Celui d'AstraZeneca est le second à être validé par l'institution après celui de Pfizer/BioNTech. Cette homologation est une condition pour son déploiement dans le cadre de Covax. Or, AstraZeneca doit livrer près de 340 millions de doses d'ici fin juin dans près de 150 pays. Contre seulement un peu plus d'un million pour Pfizer/BioNTech.

"Les pays avec aucun accès à des vaccins jusqu'à présent vont finalement pouvoir démarrer l'immunisation de leur personnel de santé et des populations vulnérables", a affirmé une responsable de l'OMS. Les livraisons doivent avoir lieu dès fin février. "C'est un jour important, notamment pour Covax", a ajouté de son côté le chef des homologations, saluant "une étape" mondiale face à la pandémie.

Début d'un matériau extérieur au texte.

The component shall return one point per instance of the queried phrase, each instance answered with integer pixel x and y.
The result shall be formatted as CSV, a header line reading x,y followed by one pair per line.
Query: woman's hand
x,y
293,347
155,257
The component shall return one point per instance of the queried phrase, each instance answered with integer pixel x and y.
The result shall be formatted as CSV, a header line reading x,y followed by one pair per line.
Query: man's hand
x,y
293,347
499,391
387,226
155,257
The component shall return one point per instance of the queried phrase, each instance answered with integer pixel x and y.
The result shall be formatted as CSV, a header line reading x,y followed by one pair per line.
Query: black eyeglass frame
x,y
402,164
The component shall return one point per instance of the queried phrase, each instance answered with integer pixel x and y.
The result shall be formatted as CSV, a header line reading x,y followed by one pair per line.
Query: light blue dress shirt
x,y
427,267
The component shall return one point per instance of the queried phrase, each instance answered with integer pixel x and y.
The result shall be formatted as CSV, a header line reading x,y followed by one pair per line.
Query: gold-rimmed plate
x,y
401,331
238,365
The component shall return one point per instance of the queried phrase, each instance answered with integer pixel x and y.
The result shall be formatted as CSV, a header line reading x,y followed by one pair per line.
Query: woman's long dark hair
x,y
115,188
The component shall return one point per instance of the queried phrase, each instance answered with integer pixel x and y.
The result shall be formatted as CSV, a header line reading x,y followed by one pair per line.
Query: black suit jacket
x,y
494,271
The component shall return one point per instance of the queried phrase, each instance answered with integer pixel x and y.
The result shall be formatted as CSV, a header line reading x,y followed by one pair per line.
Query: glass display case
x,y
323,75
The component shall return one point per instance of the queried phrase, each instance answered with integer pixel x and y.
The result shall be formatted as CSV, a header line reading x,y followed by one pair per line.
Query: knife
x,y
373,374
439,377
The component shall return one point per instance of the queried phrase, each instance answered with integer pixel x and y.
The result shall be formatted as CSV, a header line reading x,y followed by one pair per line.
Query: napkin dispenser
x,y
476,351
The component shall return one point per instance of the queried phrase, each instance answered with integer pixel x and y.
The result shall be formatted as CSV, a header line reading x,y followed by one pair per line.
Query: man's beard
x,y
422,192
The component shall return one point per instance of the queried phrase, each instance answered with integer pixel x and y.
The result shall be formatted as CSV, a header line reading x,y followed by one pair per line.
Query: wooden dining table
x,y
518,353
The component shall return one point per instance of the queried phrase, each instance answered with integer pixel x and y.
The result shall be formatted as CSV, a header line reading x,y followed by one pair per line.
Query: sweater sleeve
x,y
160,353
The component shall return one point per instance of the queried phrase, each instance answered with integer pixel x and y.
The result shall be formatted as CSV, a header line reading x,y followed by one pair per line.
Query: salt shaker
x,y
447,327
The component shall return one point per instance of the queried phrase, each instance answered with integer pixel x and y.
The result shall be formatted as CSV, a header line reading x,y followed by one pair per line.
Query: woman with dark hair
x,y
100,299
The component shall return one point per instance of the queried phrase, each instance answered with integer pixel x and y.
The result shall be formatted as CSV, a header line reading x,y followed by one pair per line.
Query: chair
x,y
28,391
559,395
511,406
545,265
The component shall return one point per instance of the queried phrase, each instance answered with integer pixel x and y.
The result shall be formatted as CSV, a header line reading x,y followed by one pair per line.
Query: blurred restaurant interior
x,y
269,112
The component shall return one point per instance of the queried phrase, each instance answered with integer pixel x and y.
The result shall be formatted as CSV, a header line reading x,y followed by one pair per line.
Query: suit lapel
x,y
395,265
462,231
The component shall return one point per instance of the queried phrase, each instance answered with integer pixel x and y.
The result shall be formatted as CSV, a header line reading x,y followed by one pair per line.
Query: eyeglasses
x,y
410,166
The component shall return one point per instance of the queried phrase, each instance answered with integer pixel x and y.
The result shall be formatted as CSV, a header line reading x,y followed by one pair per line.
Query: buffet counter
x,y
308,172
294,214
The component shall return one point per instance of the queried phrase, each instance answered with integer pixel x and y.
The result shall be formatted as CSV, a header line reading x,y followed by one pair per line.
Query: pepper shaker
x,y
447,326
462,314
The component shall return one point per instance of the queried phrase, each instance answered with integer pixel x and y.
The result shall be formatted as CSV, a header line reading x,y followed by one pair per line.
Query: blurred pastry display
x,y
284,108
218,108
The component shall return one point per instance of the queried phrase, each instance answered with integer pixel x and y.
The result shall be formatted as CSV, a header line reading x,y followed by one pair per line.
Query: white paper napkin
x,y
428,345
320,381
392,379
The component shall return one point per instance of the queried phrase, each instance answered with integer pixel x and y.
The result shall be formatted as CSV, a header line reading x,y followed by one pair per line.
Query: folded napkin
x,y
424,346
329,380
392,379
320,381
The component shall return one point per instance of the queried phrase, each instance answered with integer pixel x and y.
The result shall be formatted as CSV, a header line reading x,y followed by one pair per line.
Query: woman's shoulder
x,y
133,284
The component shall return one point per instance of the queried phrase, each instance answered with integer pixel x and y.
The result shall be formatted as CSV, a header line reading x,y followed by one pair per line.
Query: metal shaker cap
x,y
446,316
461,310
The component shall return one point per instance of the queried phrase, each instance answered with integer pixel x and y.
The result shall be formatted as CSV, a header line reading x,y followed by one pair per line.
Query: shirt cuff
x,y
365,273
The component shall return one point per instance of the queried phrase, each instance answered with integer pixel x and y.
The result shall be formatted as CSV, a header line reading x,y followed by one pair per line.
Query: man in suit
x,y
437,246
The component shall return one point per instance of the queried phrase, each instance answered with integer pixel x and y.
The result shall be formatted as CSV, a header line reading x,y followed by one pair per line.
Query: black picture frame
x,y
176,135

Mais il faut aussi "une extension des capacités de fabrication" et que les autres producteurs de vaccins soumettent rapidement leurs composantes pour une homologation à l'OMS, ajoute également M. Tedros. Le vaccin d'AstraZeneca est efficace à plus de 63%. Il est encore plus facile à utiliser dans les pays pauvres et à revenus intermédiaires parce qu'il doit être conservé à des températures moins froides.

Appel à la prudence malgré le recul de cas

Le gouvernement sud-africain avait annoncé il y a quelques jours renoncer à l'utiliser en raison d'études qui montrent une efficacité moindre pour les malades peu atteints, face au variant identifié dans ce pays. Mais "les pays restent enthousiastes pour recevoir" ce vaccin dans le cadre de Covax, accélérateur lancé par l'OMS et d'autres acteurs, a dit à la presse une autre responsable de l'organisation. "Il n'y a pas de preuve" que celui-ci ne fonctionne pas face au variant, a-t-elle également ajouté.

Il a fallu un mois à l'institution pour évaluer la qualité et l'efficacité de celui-ci. Il y a quelques jours, les experts consultatifs de l'OMS sur les vaccins avaient eux recommandé l'utilisation de deux doses pour tous les adultes, avec de préférence un délai de 8 à 12 semaines entre chacune d'entre elles.

Plus largement, le chef du programme d'urgence au sein de l'OMS Michael Ryan a aussi répété lundi que les gouvernements devaient être "extrêmement prudents" avant de lever les restrictions, malgré le nombre d'infections a recul depuis cinq semaines et est le moins élevé depuis octobre. Il faut que celui-ci se réduise durablement, a aussi affirmé ce responsable.